Drawing on the visual language of botany, Tanchum constructs a parallel taxonomy within the series. Stem-like structures, filamentous extensions, and “floral” forms no longer refer to organic life, but are instead recomposed and redefined through synthetic logic. Each work operates both as a discrete “specimen” and as part of an ongoing generative continuum: what is recorded is not a species that once existed, but rather entities constructed outside the framework of empirical reality.
Within the works, this generative system unfolds in a state that oscillates between control and unpredictability. By establishing initial conditions and operational parameters, the artist enables forms to evolve autonomously within the system, producing visual outcomes that cannot be fully predetermined. These seemingly fragile and vital structures simultaneously evoke botanical growth while revealing their constructed and computational nature, situating “life” in a condition that remains unresolved between the natural and the technological.
At this level, SYNTHLORA (2026) can be understood as an articulation of transformational processes: from waste to form, from code to life, and from system to generation.
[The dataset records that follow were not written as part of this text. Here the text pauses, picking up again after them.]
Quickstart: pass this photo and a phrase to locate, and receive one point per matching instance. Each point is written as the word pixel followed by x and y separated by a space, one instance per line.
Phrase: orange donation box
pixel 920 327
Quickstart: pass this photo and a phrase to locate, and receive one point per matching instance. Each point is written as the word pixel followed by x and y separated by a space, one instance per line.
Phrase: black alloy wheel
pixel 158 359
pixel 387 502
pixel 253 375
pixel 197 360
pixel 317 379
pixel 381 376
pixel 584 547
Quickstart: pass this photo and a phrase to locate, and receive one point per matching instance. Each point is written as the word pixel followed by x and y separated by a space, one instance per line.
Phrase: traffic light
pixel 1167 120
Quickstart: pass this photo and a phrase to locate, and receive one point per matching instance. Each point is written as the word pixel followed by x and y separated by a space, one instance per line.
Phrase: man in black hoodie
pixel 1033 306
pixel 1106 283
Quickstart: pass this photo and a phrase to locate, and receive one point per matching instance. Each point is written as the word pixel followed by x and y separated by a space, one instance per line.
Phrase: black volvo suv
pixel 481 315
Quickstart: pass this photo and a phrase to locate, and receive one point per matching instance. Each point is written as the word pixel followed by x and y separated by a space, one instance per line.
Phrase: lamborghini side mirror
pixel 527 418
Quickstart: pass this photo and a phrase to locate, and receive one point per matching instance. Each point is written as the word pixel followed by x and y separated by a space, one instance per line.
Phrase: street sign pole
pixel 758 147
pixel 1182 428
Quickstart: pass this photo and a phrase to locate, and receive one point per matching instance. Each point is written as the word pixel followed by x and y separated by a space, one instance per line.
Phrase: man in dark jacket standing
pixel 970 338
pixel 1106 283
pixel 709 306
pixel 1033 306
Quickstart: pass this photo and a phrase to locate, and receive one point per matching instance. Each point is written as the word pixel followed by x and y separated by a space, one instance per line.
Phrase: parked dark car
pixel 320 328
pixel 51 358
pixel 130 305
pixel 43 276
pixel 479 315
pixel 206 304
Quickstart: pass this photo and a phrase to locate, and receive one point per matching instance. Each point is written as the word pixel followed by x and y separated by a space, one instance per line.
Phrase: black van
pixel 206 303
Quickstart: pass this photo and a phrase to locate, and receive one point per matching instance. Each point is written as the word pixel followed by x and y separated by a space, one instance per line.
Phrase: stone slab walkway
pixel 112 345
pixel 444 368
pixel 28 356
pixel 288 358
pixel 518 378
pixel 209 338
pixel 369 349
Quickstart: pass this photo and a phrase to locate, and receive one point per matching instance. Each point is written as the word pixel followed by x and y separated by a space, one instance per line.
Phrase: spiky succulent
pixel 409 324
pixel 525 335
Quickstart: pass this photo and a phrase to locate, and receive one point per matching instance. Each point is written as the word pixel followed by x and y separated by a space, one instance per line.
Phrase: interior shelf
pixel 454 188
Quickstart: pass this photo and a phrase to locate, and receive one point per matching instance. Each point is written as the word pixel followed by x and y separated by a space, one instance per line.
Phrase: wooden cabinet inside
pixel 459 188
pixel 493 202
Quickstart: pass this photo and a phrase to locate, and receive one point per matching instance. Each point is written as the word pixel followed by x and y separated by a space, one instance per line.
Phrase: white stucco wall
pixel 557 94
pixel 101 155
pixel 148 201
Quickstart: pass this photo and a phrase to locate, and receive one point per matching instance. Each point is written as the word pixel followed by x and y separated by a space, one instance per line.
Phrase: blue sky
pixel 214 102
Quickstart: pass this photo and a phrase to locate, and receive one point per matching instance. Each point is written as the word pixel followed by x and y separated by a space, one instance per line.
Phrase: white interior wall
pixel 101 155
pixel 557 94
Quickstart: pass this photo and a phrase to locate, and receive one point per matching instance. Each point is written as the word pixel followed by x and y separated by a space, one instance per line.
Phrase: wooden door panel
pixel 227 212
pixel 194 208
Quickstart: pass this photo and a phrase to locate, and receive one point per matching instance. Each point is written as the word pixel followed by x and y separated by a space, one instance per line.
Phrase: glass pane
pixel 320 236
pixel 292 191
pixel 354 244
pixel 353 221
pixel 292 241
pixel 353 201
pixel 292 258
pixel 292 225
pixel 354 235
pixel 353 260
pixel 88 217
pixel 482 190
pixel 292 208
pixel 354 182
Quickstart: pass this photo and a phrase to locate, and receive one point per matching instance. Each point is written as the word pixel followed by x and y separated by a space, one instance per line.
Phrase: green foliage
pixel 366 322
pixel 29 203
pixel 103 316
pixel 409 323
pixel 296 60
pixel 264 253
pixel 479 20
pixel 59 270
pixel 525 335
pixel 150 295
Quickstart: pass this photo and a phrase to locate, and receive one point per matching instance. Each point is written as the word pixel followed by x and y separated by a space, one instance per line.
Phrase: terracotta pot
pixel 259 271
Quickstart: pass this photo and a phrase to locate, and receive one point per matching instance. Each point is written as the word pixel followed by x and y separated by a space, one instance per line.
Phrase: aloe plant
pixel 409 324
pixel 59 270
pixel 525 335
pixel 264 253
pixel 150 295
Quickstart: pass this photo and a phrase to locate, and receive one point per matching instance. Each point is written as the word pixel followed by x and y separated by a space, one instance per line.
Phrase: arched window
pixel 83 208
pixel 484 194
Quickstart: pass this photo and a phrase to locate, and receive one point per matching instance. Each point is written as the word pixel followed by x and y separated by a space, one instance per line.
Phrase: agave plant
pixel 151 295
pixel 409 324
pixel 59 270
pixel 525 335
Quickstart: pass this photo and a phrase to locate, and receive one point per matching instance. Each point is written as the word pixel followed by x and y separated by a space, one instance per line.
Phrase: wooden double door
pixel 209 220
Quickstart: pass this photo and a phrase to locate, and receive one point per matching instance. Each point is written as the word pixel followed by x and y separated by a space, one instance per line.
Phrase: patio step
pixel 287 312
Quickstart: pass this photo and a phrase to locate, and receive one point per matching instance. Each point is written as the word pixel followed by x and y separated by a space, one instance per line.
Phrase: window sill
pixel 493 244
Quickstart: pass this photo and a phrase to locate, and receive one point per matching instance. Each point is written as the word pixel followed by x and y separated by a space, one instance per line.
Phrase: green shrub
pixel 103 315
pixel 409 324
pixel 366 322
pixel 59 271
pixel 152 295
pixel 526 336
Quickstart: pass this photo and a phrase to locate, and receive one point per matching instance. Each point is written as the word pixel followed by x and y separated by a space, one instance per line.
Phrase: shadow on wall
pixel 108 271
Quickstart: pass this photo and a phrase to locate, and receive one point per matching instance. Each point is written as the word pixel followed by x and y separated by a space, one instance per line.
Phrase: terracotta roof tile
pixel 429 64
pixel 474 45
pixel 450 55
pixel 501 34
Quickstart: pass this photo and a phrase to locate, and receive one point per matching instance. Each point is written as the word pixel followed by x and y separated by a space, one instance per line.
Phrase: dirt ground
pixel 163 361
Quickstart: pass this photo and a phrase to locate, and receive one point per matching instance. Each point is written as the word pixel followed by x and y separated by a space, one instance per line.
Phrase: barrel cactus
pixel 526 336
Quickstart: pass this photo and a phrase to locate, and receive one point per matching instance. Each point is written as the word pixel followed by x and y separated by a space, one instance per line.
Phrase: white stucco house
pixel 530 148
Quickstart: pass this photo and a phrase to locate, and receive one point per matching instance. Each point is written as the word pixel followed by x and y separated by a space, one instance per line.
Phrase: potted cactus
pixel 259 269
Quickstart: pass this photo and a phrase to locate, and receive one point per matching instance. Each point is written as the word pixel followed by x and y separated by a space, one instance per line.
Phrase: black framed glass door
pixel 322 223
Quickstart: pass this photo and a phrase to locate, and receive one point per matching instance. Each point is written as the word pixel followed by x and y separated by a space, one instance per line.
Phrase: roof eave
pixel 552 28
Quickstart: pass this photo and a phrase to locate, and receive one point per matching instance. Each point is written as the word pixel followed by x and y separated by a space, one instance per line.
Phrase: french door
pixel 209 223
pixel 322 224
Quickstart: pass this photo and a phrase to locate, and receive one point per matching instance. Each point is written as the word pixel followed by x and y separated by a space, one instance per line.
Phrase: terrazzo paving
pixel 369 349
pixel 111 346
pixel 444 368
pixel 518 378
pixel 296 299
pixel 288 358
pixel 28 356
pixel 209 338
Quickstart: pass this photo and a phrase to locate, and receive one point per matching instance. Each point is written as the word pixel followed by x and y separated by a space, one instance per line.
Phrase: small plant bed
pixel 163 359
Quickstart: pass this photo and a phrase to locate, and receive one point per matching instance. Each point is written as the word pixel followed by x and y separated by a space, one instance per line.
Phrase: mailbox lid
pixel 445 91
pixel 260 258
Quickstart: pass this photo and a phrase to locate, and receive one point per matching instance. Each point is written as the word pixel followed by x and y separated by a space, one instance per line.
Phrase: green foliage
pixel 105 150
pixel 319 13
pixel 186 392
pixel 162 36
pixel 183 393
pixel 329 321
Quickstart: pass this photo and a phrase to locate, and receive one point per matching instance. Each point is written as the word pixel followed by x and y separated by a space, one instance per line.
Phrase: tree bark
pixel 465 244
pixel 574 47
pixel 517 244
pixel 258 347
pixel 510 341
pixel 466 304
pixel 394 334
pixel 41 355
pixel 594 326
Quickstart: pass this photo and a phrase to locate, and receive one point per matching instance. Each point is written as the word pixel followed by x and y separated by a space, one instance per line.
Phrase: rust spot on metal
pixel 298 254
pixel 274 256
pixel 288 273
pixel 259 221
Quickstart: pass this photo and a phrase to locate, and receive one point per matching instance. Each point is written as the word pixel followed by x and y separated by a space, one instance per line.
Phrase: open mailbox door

The works do not attempt to replicate nature; rather, they dismantle and reconfigure its structures and logics, effectively rewriting what we understand as “nature.” The image thus ceases to function as a representation of a pre-existing object and instead becomes the visible outcome of generative operations, maintaining an open and fluid state through continuous computation.
As a forward-oriented “electronic herbarium,” SYNTHLORA (2026) redefines the notion of preservation, shifting it from the documentation of what already exists to the cataloguing of potential forms. In this context, the archive no longer points to the past, but operates as a projection of future ecologies: a system of life emerging within the digital domain, where life is no longer cultivated, but continuously constructed at the intersection of algorithm and material.
Ronen Tanchum’s practice spans generative art, immersive environments, and interactive technologies, informed by a multidisciplinary background that includes computational design, software development, and 3D simulation. He approaches technology as a malleable material through which behavioral patterns, environmental systems, and perceptual experiences can be made manifest. Within his work, systems are not static tools but continuously operating generative frameworks, allowing artworks to unfold dynamic relationships between the digital and the physical, and to continually reshape our understanding of nature, technology, and human experience.